Description of problem: On RHEL6 base OS, post upgrade of rhgs from 2.x/3.x to 3.1.3, volfiles are not recreated. During upgrade, glusterd is brought up with "--xlator-option *.upgrade=on -N" parameters to ensure the volfiles are regenerated w.r.t latest bits but that fails as glusterd init () fails from glusterd_check_gsync_present () with a error log saying "0-glusterd: geo-replication module not working as desired". Please note, this behaviour is not seen with RHEL7 OS. Version-Release number of selected component (if applicable): glusterfs-3.7.9-10 (rhgs-3.1.3) How reproducible: Always Additional info: As a workaround, post 'yum update' following needs to be done. 1. grep -irns "geo-replication module not working as desired" /var/log/glusterfs/etc-glusterfs-glusterd.vol.log | wc -l If the output is non-zero, then go to step 2 2. Check if glusterd instance is running or not by 'ps aux | grep glusterd', if it is, then stop the glusterd service. 3. glusterd --xlator-option *.upgrade=on -N and then proceed ahead with the rest of the steps as per the upgrade section from installation guide.
Since this issue is w.r.t gsyncd, assigning it to Kotresh.

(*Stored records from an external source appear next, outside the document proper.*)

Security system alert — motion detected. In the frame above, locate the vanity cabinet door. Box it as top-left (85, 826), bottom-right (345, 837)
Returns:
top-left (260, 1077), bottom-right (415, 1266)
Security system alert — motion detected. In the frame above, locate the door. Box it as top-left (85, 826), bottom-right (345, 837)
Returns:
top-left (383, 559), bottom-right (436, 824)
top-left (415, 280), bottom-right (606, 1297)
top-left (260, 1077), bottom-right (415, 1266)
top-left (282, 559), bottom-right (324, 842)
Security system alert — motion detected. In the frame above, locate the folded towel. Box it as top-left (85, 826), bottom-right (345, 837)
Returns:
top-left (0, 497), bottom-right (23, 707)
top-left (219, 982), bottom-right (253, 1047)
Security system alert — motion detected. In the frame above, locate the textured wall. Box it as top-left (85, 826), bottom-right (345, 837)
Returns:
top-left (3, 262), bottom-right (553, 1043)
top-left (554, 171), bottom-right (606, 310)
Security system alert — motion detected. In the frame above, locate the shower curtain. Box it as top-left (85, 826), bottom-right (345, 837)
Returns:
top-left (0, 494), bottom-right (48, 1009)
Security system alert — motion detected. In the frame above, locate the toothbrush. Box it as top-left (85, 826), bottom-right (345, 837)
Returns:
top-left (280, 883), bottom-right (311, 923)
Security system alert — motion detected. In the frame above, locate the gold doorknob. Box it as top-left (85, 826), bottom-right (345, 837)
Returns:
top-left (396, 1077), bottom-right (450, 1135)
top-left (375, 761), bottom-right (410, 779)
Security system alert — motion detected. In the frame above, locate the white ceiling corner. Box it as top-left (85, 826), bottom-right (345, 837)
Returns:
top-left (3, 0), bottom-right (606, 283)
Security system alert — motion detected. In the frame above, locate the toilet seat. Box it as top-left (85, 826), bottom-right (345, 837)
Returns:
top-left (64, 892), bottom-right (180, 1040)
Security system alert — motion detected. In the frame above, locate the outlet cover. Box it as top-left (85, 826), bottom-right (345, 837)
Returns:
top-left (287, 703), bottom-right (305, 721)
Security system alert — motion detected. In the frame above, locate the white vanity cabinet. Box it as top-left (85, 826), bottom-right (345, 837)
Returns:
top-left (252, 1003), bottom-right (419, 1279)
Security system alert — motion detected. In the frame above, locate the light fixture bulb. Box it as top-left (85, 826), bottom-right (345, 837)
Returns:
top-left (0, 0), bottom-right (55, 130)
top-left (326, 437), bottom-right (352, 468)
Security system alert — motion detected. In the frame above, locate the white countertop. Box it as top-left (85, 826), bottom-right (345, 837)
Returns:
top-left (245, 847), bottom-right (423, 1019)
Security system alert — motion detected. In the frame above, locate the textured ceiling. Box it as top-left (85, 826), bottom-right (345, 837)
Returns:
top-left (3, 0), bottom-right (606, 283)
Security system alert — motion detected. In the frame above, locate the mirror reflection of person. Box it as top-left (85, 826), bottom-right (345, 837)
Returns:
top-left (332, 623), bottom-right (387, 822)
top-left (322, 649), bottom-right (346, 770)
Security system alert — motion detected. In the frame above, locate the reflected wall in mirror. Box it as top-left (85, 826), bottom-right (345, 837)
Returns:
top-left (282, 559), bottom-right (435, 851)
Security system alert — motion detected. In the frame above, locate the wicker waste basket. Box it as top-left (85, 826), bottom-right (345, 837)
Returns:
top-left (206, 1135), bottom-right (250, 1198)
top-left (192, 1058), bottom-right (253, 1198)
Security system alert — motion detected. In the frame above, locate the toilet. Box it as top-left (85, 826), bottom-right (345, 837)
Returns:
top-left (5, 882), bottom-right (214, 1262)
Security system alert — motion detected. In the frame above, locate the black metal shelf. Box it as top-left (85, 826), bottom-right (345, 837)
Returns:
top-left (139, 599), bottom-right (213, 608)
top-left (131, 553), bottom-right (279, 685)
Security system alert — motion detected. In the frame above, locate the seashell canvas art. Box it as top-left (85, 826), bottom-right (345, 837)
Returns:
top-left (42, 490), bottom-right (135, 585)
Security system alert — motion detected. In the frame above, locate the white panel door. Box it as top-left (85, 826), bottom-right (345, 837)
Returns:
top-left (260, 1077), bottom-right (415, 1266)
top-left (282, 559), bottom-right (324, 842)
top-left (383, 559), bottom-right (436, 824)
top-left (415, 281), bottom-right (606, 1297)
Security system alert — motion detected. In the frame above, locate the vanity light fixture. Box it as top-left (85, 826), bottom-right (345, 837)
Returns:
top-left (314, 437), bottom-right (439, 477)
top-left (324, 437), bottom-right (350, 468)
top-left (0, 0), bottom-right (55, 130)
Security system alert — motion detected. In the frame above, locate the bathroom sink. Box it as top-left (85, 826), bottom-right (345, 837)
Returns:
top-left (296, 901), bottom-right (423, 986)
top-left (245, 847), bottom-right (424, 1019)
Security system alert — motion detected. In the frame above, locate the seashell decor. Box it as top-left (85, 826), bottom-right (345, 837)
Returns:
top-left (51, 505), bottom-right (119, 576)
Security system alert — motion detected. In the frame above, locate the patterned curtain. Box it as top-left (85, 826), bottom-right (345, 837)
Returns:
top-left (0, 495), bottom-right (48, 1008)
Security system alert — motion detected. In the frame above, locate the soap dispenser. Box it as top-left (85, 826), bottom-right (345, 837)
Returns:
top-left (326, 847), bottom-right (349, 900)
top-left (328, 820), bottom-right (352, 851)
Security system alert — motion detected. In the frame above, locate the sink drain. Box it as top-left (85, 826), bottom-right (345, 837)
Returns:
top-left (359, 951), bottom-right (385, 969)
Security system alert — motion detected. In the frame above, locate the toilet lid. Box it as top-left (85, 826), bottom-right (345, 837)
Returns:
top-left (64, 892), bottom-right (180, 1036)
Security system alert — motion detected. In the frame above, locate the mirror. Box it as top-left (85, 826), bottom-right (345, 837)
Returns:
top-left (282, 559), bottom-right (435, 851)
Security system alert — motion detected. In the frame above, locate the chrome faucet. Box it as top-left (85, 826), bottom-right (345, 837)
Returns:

(In reply to Atin Mukherjee from comment #0) > Description of problem: > > On RHEL6 base OS, post upgrade of rhgs from 2.x/3.x to 3.1.3, volfiles are > not recreated. During upgrade, glusterd is brought up with "--xlator-option > *.upgrade=on -N" parameters to ensure the volfiles are regenerated w.r.t > latest bits but that fails as glusterd init () fails from > glusterd_check_gsync_present () with a error log saying "0-glusterd: > geo-replication module not working as desired". A correction here, we hit this problem only when bits are upgraded from rhgs-3.0.4 to rhgs-3.1.3. > > Please note, this behaviour is not seen with RHEL7 OS. > > Version-Release number of selected component (if applicable): > glusterfs-3.7.9-10 (rhgs-3.1.3) > > How reproducible: > Always > > Additional info: > > As a workaround, post 'yum update' following needs to be done. > 1. grep -irns "geo-replication module not working as desired" > /var/log/glusterfs/etc-glusterfs-glusterd.vol.log | wc -l > > If the output is non-zero, then go to step 2 > > 2. Check if glusterd instance is running or not by 'ps aux | grep glusterd', > if it is, then stop the glusterd service. > > 3. glusterd --xlator-option *.upgrade=on -N > > and then proceed ahead with the rest of the steps as per the upgrade section > from installation guide.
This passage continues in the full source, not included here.